Я пытаюсь реализовать свое решение перестать мыслить, если только это можно назвать мышлением и если мысль действительно является мыслью.

Мы терпим. Я терплю. И должен быть удовлетворен тем, что терплю. Вот уже и смирение. Всякий раз, когда во мне появляется хотя бы толика смирения, я чувствую облегчение. Я успокаиваюсь, отдыхаю. Я засыпаю.

И вдруг, совершенно неожиданно, как и всегда, в голове у меня возникла мысль: сейчас я умру. Я не должен бояться смерти, потому что не знаю, что это такое и, потом, разве я не сказал, что все должно идти своим чередом? Бесполезно. Я вскакиваю с кровати, меня охваты наст жуткий страх, я зажигаю свет, мечусь из угла в угол, выхожу из спальни, вхожу в большую комнату, включаю в ней свет. Я не могу больше ни лежать, ни сидеть, ни стоять неподвижно. И я двигаюсь, двигаюсь, перемещаюсь по всей квартире, всюду зажигаю свет и хожу, хожу, хожу. Миллиарды живых существ охвачены той же тревогой. Почему же нами так манипулируют? Не помогают никакие рассуждения, никакие увещевания. Я мокрый от страха. Как другие, как многие другие. В каждом из миллиардов живых существ гнездится этот страх, можно сказать, что в каждом человеке умирают миллиарды живых существ. Почему так происходит? Несомненно, тот факт, что я поменял место проживания, что больше не хожу в бюро, способствовал пробуждению этой тревоги, я ведь уже довольно давно ее не испытывал – и расслабился. Я изменяю образ жизни, вступаю в новую жизнь, и мною овладевают тревоги и страхи, которые давно уже стерлись привычным однообразием прежних будней. Тревога вспыхивает во мне с новой силой, меня словно отбрасывает назад, в тот день, когда она впервые посетила меня вместе с первым удивлением. Каждый есть никем, и в то же время каждый – это вселенная. «Надо лечь в постель и не думать больше, не думать больше». И тут меня настигает усталость, она приходит с первыми лучами солнца, на заре, сладкая усталость, я наконец-то могу лечь в кровать, укрыться и уснуть.

Каждый рассвет – начало или возобновление. Воскресение. Смерть отдаляется, прячется ото дневного света. Да, утро – воскресение, и это не просто символ. Его ощущаешь, видишь и слышишь. Я хорошо помню то время, когда был маленьким и меня уже мучили первые тревоги.

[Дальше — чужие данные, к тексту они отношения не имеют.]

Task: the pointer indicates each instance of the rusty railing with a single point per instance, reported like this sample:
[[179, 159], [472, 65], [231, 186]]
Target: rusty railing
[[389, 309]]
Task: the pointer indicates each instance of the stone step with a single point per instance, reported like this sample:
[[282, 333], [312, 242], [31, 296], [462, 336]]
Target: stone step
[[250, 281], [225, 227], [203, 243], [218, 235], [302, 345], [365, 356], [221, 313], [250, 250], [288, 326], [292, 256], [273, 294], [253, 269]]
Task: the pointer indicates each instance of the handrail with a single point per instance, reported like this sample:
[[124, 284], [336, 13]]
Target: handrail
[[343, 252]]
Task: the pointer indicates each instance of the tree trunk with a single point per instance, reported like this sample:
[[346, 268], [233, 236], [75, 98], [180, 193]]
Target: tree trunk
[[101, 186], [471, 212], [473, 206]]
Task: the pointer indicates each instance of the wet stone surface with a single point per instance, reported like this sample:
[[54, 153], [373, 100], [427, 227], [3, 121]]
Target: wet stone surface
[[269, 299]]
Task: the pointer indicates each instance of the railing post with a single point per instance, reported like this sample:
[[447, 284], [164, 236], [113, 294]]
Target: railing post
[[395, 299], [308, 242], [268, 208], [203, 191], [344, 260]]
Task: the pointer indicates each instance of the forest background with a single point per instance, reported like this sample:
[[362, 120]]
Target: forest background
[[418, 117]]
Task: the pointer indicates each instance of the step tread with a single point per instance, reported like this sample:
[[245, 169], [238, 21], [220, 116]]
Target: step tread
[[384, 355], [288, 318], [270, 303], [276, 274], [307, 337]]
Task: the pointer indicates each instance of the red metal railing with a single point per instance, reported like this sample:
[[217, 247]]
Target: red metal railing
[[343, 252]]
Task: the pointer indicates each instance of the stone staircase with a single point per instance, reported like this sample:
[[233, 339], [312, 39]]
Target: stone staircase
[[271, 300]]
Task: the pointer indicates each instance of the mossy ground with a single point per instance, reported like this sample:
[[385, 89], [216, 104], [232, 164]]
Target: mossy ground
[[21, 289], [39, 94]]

Вечерами, после работы, к матери приходили соседки по лестничной площадке; они тихонько разговаривали в соседней комнате, дверь моей комнаты мать оставляла открытой. Я, верно, тогда уже боялся темноты и тишины, потому что был счастлив от того, что в полусне слышу этот шепот взрослых, успокаивающий шепот. Я сладко засыпал под его аккомпанемент. Теперь перед тем, как встать, я люблю подремать, прислушиваясь к утренним звукам и запахам: шаги соседа сверху, скрип открывающегося окна или двери, радиоприемника, аромат кофе. Но что мне нравится больше всего, так это грохот первой электрички, доносящийся из метро, или шум первого автобуса. Но в этом пригороде я не услышу грохота электрички; этот грохот, от которого слегка дрожат стены, этот приглушенный грохот успокаивал меня, и я засыпал. Затем, увы, звенел будильник. Но здесь его у меня не будет. За исключением звона будильника, никакие звуки на меня не действуют. Шум отбойного молотка, машин, пил не задевает меня, не раздражает, я даже не пытаюсь не слышать его: он сам по себе – я сам по себе. Так складывается нечто вроде звукового пейзажа.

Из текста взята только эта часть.